Yes. She was mad. Not just about the stranger in their home; there were a thousand things. Nothing she could name—just that, lately, she felt like an animal in a cage, pacing. That she was bound to him somehow, without wanting to be. That she could leave him, should leave him. But she couldn’t. She didn’t say any of it.
“You haven’t been yourself,” he said into the silence. “What’s going on?”
“I could say the same to you.”
She got up, put on a kettle for tea—just to get away from him. That stare, those intensely staring eyes and how they saw everything about everyone and knew just how to exploit whatever want, need, fear was lurking beneath the surface.
“It’s your father,” he went on, not turning around to face her. “That whole thing.”
She shrugged, glad he couldn’t see her. She wasn’t sure she could keep the rush of emotion off her face.
“It went well,” she said, her voice going higher than she liked. “Big payout. Just like you said.”
Yes, a big payout. She had a pile of cash, delivered with the promise to never communicate with him again. Then, when she could have gone far from him, never thought about him again, let it all go once and for all—
“You burned him down,” Pop said.
She heard the note of disapproval in his voice. It bothered her, more than it should.
She looked at her watch. She was late for Jason. She was late for Elizabeth; her normie self. Student. Waitress. Ordinary small-town girl. Nothing special. The teakettle started to whistle, and she took it from the stove, poured the hot water into the two mugs she’d retrieved from the cupboard. World’s Best Dad, one of them read. The world was full of little ironies, wasn’t it?
“What if I did?” she said, walking back. She put a cup in front of him, but he didn’t reach for it.
Yes. She’d left her father’s life in ashes. He’d moved out of that beautiful house. A messy, public divorce had commenced. His daughters wouldn’t speak to him. Stella hadn’t been his only affair, not by a long shot. There was a whole other family, apparently, another woman, other children. Women he worked with, when the news hit, came forward to tell of his aggression in the work place, his unwelcome advances. A wealthy philanthropist, bastion of the community, revealed as a serial adulterer, a workplace predator. It wasn’t big news. But it was news enough. He’d been removed as CEO of his company, last she heard.
“That’s not how it works,” Pop said softly. “Not how it’s supposed to work.”
“Maybe that’s how it works for me.” She didn’t sit, started gathering her things. “Maybe sometimes it’s about more than money. Sometimes it’s about making people pay for the things they’ve done.”

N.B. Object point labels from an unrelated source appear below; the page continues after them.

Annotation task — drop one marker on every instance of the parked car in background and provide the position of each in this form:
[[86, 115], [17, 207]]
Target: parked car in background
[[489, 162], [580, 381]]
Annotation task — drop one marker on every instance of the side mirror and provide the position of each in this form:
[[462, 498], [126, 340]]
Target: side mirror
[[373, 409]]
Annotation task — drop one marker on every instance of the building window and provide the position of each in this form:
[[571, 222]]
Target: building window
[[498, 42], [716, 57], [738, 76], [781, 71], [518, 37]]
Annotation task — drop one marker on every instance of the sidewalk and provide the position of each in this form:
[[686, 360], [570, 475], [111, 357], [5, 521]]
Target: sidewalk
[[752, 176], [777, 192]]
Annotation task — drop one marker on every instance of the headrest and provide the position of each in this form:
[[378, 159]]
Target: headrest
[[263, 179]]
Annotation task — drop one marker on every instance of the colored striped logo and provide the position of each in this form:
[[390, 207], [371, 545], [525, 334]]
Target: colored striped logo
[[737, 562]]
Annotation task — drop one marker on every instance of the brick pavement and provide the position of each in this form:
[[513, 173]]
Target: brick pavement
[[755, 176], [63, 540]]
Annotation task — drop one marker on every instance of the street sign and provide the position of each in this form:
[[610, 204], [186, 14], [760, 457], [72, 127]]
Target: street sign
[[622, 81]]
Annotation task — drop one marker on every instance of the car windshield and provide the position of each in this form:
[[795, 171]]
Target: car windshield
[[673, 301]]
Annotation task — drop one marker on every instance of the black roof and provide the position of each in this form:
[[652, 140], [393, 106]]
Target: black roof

“Never leave them with nothing left to lose. Didn’t I teach you that much?”
“I have my own way of doing things,” she said. “You’ve never had a bigger score than that. Have you?”
He offered a deferential nod. “The student surpasses the teacher.”
“Is that what we’re talking about? You think I’ve surpassed you. Is that what she is?” She pointed upstairs. “Your new student?”
“Of course not. She’s just someone who needs us right now. In this world, you make a family where you can find it.”
“You just need someone to worship you.”
He shook his head, looked down again, this time at the grain of the wood on the table. “I’ve taken care of you, Pearl. Haven’t I? Good care of you? I’ve loved you like my own child.”
That anger, it boiled over, was a siren. But she stood stock still. She almost never lost her temper.
“Children grow up,” she said quietly.
Pop looked at her as if she’d slapped him.
She went upstairs. She could pack her things, everything that meant anything to her in twenty minutes. She did so. Through the wall, she could hear the stranger still weeping. The sound was low and despairing, toxic sadness, leaking in through her pores.
Fuck. This.
When she got back downstairs, Pop was waiting by the door.
“You don’t have to do this,” he said. “We can be a family.”
“I need space,” she said. “I need to figure out who I am.”
He smiled, expansive, understanding, took her into his arms and held her tight. She found herself sinking into him, almost changing her mind. But then she hardened inside again. He seemed to feel it, released her with a kiss on the forehead.
“Come for Sunday dinner,” he said. “Children may grow up. But they can always come home.”
She walked out the door, opened the trunk of the car she’d bought with her own money and put everything she owned inside. A glance in the rearview showed Pop in the doorway, waving, and the shadow of a girl in an upstairs window.
Her anger subsided; Pearl, Anne, Elizabeth, or whatever her name was now, felt nothing at all.